La polarización no es solo argentina
En un interesante artículo, el catedrático español Mariano Torcal estableció una diferencia entre la polarización ideológica y aquella de carácter afectivo. Entiende el politólogo esta última como resultado de la diferencia entre los sentimientos positivos hacia el propio grupo partidista y la animosidad hacia los “otros”. A diferencia de la polarización ideológica, que se basa en el debate de ideas, la afectiva es un fenómeno emocional, incluso tribal. No se trata entonces de estar en desacuerdo con una propuesta, sino de sentir un rechazo visceral hacia quienes la proponen, simplemente por pertenecer a un “bando” diferente: el adversario político se transforma en consecuencia en un enemigo personal y moral.

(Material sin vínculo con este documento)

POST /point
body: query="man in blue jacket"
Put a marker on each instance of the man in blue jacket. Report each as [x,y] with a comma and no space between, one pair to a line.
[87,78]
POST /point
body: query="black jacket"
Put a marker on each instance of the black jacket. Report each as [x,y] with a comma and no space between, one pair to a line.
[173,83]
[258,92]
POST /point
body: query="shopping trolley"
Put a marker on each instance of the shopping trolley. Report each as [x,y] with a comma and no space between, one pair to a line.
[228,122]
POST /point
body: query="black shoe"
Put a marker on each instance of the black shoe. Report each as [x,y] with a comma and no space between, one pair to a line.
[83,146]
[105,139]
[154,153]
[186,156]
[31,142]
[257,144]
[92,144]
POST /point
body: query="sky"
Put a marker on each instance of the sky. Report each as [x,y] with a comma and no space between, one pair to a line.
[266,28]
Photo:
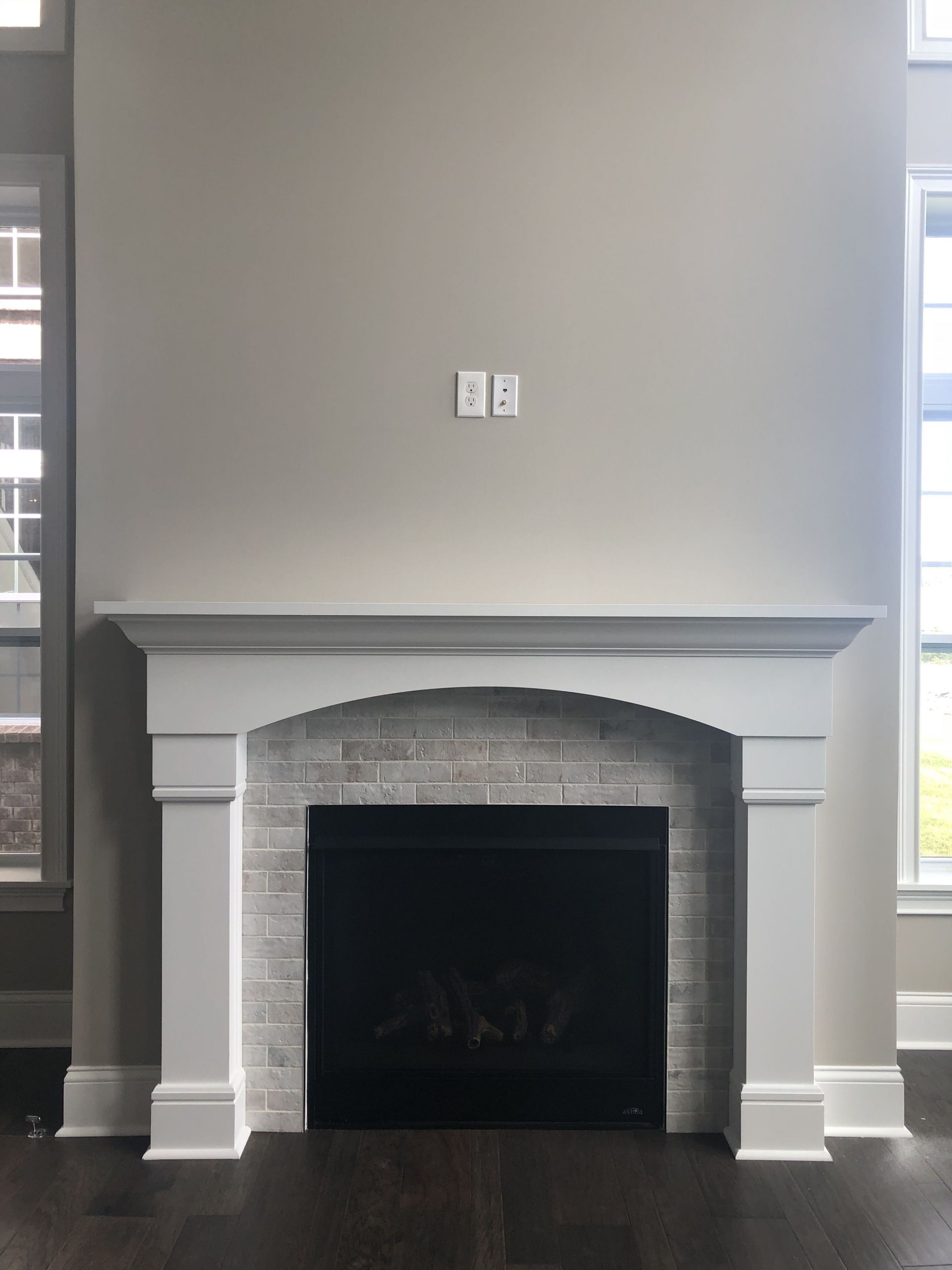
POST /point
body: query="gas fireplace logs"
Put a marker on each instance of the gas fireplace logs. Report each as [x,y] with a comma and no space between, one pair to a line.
[504,1008]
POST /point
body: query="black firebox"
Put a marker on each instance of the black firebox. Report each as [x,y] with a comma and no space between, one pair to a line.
[486,965]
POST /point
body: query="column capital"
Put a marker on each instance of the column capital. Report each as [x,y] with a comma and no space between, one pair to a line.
[197,793]
[780,771]
[198,767]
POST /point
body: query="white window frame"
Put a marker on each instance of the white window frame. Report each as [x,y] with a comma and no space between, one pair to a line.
[914,894]
[922,48]
[49,37]
[27,886]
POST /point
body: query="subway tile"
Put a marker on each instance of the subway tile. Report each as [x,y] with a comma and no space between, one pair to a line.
[416,728]
[563,729]
[371,708]
[526,705]
[272,947]
[304,751]
[636,774]
[286,1056]
[468,702]
[416,772]
[268,860]
[598,751]
[459,793]
[377,749]
[285,1013]
[305,795]
[603,795]
[342,729]
[530,795]
[469,728]
[563,774]
[329,774]
[275,991]
[490,774]
[287,840]
[380,794]
[452,751]
[526,751]
[258,902]
[268,771]
[284,925]
[286,1100]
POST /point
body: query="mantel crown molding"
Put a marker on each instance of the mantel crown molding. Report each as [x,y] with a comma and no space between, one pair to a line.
[593,631]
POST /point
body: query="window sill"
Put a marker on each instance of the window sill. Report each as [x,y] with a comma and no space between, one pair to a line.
[927,898]
[23,890]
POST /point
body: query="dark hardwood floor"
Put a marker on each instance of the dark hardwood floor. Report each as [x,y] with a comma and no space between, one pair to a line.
[481,1201]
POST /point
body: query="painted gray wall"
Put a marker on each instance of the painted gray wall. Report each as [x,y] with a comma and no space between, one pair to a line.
[682,225]
[36,117]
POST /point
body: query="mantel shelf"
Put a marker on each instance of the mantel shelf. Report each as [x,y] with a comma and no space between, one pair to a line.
[648,631]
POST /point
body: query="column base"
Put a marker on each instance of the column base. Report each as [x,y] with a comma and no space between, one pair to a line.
[777,1122]
[198,1122]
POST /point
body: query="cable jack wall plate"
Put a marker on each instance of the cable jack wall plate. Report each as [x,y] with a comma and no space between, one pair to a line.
[506,395]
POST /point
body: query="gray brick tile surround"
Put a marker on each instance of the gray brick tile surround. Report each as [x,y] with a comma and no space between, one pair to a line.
[490,746]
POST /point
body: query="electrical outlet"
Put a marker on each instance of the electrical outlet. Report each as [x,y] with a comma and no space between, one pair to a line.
[506,394]
[472,394]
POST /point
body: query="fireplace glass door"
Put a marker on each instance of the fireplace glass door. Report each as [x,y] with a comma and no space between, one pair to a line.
[486,965]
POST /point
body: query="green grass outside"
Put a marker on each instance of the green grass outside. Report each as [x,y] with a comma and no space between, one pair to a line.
[935,804]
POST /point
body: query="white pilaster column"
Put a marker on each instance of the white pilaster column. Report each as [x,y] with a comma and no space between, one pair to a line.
[777,1110]
[198,1108]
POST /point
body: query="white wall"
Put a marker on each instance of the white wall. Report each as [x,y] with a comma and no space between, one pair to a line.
[682,225]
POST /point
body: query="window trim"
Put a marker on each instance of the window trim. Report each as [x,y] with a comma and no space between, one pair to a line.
[922,48]
[49,37]
[914,896]
[46,890]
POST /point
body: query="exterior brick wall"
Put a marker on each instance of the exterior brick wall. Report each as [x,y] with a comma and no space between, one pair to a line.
[19,788]
[490,746]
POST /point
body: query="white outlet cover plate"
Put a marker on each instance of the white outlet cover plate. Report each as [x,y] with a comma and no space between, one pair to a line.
[472,394]
[506,395]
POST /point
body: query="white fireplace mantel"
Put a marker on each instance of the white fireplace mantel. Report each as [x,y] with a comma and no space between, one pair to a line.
[216,671]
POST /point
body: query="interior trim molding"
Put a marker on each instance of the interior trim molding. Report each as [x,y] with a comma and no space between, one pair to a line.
[108,1101]
[864,1101]
[39,1019]
[198,793]
[575,631]
[924,1020]
[780,797]
[923,898]
[32,896]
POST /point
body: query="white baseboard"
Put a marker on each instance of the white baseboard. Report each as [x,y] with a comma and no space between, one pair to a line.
[108,1101]
[36,1020]
[864,1101]
[924,1020]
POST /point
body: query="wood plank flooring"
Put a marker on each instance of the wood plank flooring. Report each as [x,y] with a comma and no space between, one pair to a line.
[484,1201]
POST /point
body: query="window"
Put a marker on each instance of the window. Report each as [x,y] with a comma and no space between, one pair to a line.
[32,26]
[931,31]
[926,790]
[33,472]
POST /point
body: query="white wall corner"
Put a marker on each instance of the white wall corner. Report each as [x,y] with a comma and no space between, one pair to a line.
[36,1020]
[924,1020]
[864,1101]
[108,1101]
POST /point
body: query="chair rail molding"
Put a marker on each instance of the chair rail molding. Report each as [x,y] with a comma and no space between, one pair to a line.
[216,671]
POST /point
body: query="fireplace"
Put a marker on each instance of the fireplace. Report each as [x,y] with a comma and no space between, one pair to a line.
[219,671]
[486,965]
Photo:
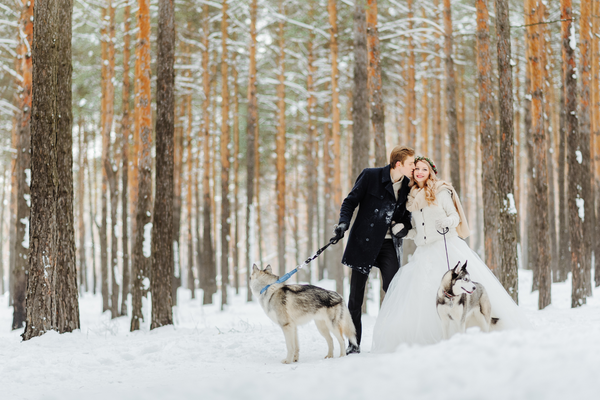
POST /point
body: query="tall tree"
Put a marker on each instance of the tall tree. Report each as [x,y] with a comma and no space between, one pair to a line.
[125,131]
[451,99]
[225,164]
[52,302]
[141,248]
[375,89]
[162,226]
[22,170]
[507,217]
[487,128]
[360,108]
[585,116]
[251,132]
[538,138]
[208,268]
[280,145]
[338,269]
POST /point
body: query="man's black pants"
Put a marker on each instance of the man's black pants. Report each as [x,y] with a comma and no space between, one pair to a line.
[387,262]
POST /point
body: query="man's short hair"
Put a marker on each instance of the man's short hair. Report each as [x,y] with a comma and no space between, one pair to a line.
[400,153]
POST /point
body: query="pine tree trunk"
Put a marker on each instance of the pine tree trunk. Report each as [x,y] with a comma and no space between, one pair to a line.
[451,100]
[251,130]
[141,249]
[125,132]
[375,89]
[336,253]
[360,107]
[538,138]
[507,218]
[595,168]
[411,97]
[208,267]
[585,116]
[22,173]
[487,128]
[81,253]
[575,181]
[236,168]
[280,144]
[162,225]
[437,97]
[225,163]
[52,302]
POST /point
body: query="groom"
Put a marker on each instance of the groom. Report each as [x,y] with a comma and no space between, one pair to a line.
[380,195]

Como con el colesterol bueno y el malo, estaríamos en presencia de una polarización “saludable” y otra “tóxica”; la política argentina a partir de 2008 se ha deslizado de la polarización ideológica a una expresión emocional de la polarización. Entre 1983 y 2008, la polarización no inhibió la posibilidad de arribar a acuerdos de convivencia en momentos de excepción; la unidad partidaria frente a la sublevación militar de Semana Santa en 1987, los acuerdos que hicieron posible la reforma constitucional de 1994, la experiencia cuasi coalicional de Eduardo Duhalde y la conformación de la Mesa de Diálogo auspiciada por la Iglesia Católica en el marco de la crisis social de 2001/2002 representan emblemáticos ejemplos de inclinación al compromiso en momentos de emergencia política, institucional y social.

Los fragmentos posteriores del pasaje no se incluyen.